Execute¶
Execute tasks on workers Tasks run as part of a Job Jobs may be composed of multiple Stages BSP model
Workers / cluster¶
Get the number of workers the driver (local node) is connected to:
>>> ctx.worker_count
4
Wait for the cluster gossip to stabilize (5 seconds to initial connect ans 60 seconds for the list to stabilize (peer discovery to stop and the peer list in sync with the others)):
>>> ctx.await_workers()
4
Access the list of peers:
>>> ctx.workers
[<Peer: localdomain.localhost.worker.29235.0.1>, <Peer: localdomain.localhost.worker.29235.0.3>, <Peer: localdomain.localhost.worker.29235.0.2>, <Peer: localdomain.localhost.worker.29235.0.0>]
Profiling¶
Profile the CPU and memory usage of the cluster:
>>> ctx.cpu_profiling.start()
>>> ctx.memory_profiling.start()
>>> ctx.cpu_profiling.print_stats(3, include=('bndl'))
Clock type: CPU
Ordered by: totaltime, desc
name ncall tsub ttot tavg
bndl/util/threads.py:21 work 40/36 0.000524 1.552147 0.038804
bndl/execute/worker.py:83 Worker.execute 40/36 0.001045 1.548825 0.038721
bndl/execute/worker.py:71 Worker._execute 40/36 0.000953 1.546604 0.038665
>>> ctx.memory_profiling.print_top(limit=3)
#1 <frozen importlib._bootstrap_external>:484 136.0 KiB
#2 home/frens-jan/Workspaces/ext/cpython3.5/Lib/abc.py:133 14.9 KiB
cls = super().__new__(mcls, name, bases, namespace)

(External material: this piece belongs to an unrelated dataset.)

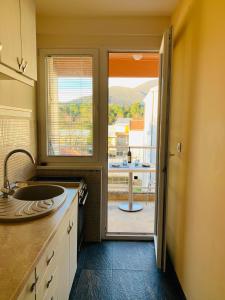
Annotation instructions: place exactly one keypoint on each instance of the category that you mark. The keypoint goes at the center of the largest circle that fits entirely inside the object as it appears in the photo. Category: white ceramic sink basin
(32, 202)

#3 home/frens-jan/Workspaces/ext/cpython3.5/Lib/tracemalloc.py:68 10.2 KiB
class StatisticDiff:
158 other: 199.5 KiB
Total allocated size: 360.7 KiB
<tracemalloc.Snapshot object at 0x7f89686c7898>
>>> ctx.cpu_profiling.stop()
>>> ctx.memory_profiling.stop()
Job and task execution¶
Todo
Descibe task states:
[*] --> ready
[*] --> blocked
blocked --> ready
ready --> pending
pending --> done
done --> [*]
and concurrency, retry / attempts, locality, etc.